En 1959, Alemania acogió la idea de la financiación estatal directa de las actividades políticas, una medida pionera que fue seguida por otros países. El sistema evolucionó hacia un régimen mixto -donde además de los subsidios públicos se estimularon las donaciones privadas con beneficios tributarios -. Se introdujeron topes absolutos a los aportes del Estado. Se exigió que por lo menos un 50 por ciento de los fondos de los partidos se originara en cuotas de sus miembros o en pequeñas donaciones, con el fin de expandir y fortalecer sus bases. Y se estipuló la publicación anual de las cuentas de los partidos, incluida la identificación de los grandes donantes. No se exigieron límites a las sumas de las donaciones privadas. Ni al costo de las campañas. Tampoco se estableció una institución dedicada exclusivamente a la supervisión del sistema.

Desde el ‘Flick affair’ no había estallado allí un escándalo de dimensiones nacionales sobre las finanzas de los partidos. Aunque las controversias locales han sido recurrentes. No obstante, muchos suponían que el régimen existente garantizaba la transparencia. Pero desde noviembre del año pasado, cuando comenzaron a revelarse las millonarias donaciones ilegales al partido democristiano (CDU), se ha comprobado la falsedad de tal supuesto.

Una rama local del CDU admitió haber transferido al exterior más de 7 millones de marcos a comienzos de la década de 1980. Uno de sus tesoreros reconoció haber recibido un maletín con medio millón de dólares de un comerciante de armas en un parqueadero en Suiza.
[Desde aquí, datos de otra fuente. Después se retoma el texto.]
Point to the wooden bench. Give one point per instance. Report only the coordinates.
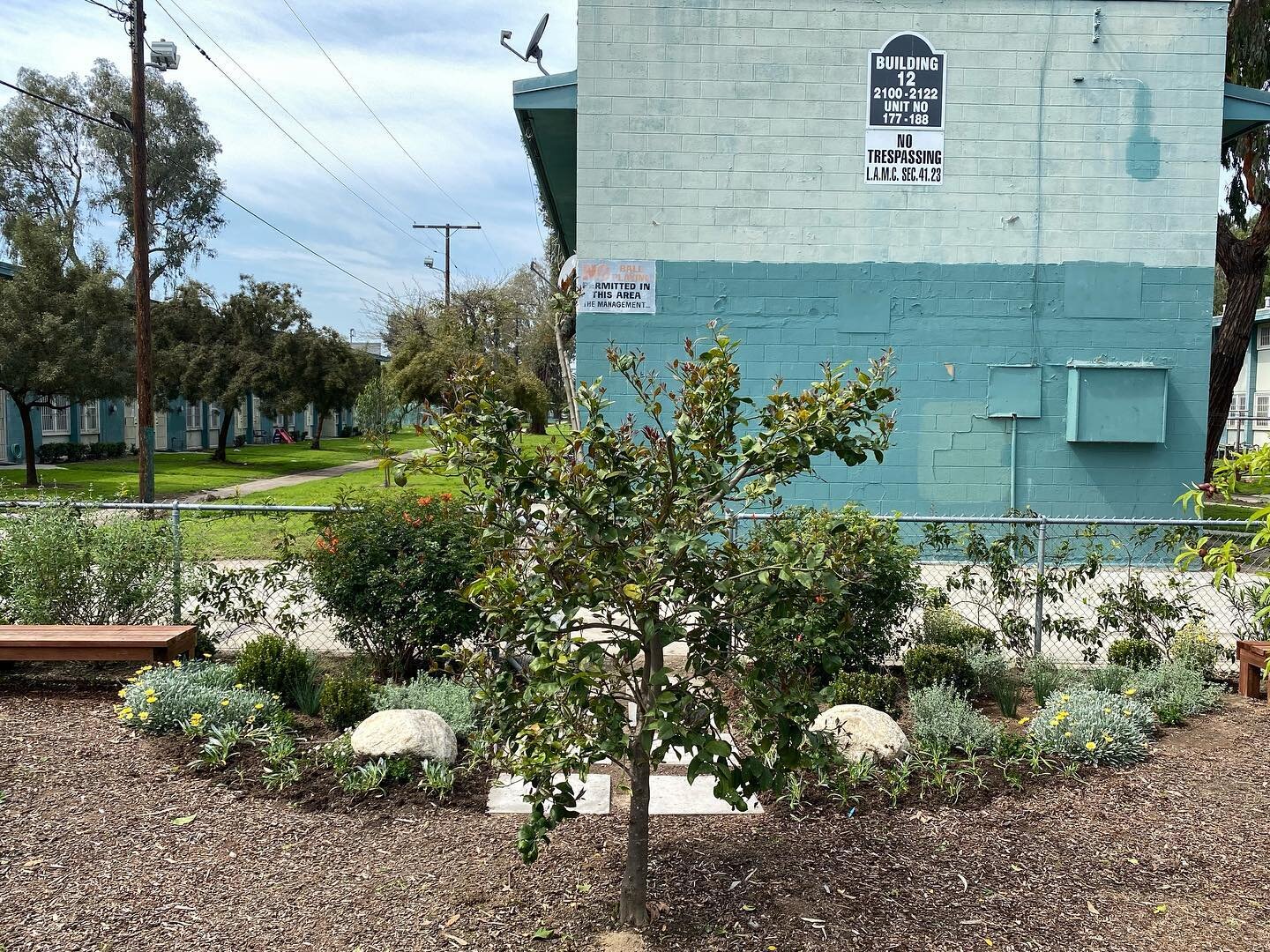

Y toda una red oscura de cuentas se habría tejido con el conocimiento de Kohl, líder del CDU durante 25 años y jefe del gobierno alemán durante 16 años.
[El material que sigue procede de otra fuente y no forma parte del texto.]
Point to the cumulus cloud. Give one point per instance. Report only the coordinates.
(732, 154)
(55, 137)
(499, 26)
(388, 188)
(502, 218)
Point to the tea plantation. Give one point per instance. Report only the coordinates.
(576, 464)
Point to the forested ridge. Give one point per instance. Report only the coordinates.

Entre todas las lecciones que deja este último gran escándalo, importa destacar una muy simple: no existen sistemas «modelos» de finanzas de la política. Más aún, la generosidad del Estado alemán con los partidos no ha servido ni para contener los escándalos ni para limitar los costos de las campañas electorales.
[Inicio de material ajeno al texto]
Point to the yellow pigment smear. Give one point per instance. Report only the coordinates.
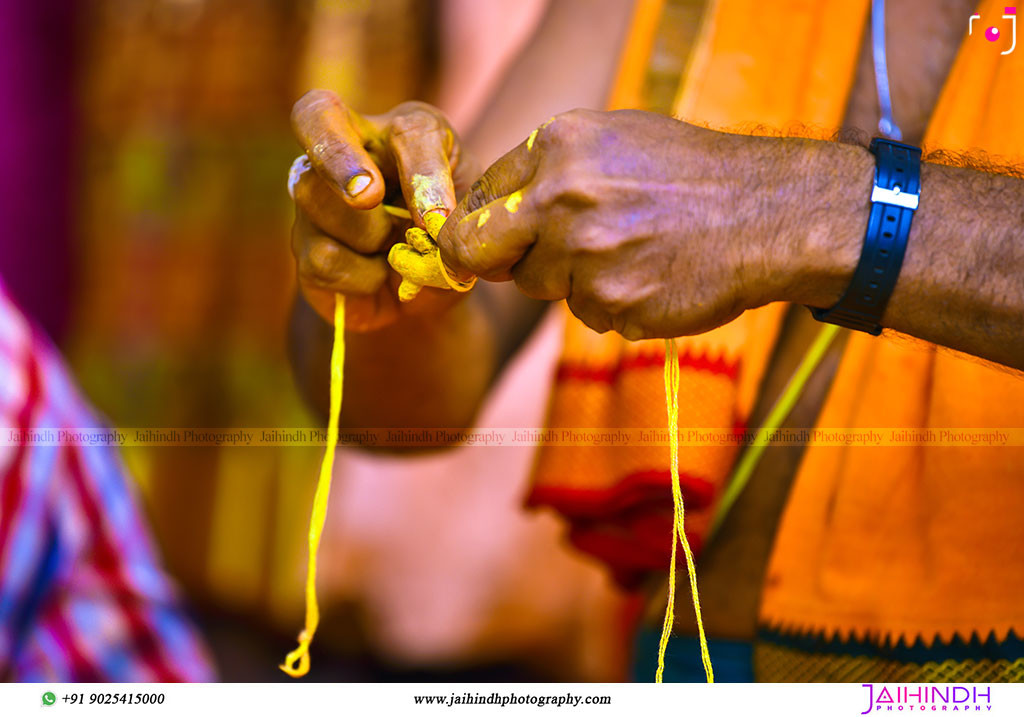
(512, 203)
(419, 261)
(428, 192)
(301, 654)
(531, 138)
(678, 534)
Hay otra lección adicional, mucho más simple, reiterada por la historia y de raíz republicana: la permanencia en el poder corrompe. Nadie ha acusado a Kohl de corrupción personal. Pero la diferencia se ha vuelto sutil y tal vez sin significado frente a la necesidad de contar con unos procesos democráticos más transparentes. El prolongado liderazgo de Kohl, tanto en su partido como en su país, alimentó en efecto el mal manejo de unos fondos que, entre otras cosas, se habrían utilizado para engrasar la maquinaria del CDU.

Al decir que no existen modelos, no quiero sugerir que no deban estudiarse otras experiencias mundiales en la búsqueda de soluciones nacionales al problema de las finanzas de la política. A pesar del escándalo, los alemanes -como bien lo subrayó el profesor Karl Nassmacher en un seminario celebrado en Bogotá el año pasado – han elaborado un sofisticado sistema de finanzas de partidos, a lo largo de más de tres décadas, que arroja algunos resultado positivos.

El intento de atar el régimen de sus finanzas a la necesidad de fortalecer las bases de los partidos es un esfuerzo que merece tenerse en cuenta en todo empeño democrático. Importa sobre todo advertir que esta es un área de la política cuyo régimen regulatorio debe revisarse permanentemente, sobre la marcha, tras el sabor de sus resultados. Por lo que el debate público tiene que estar siempre alerta. A menos que se prefiera esperar nuevos escándalos. Y vivir así de sorpresa en sorpresa.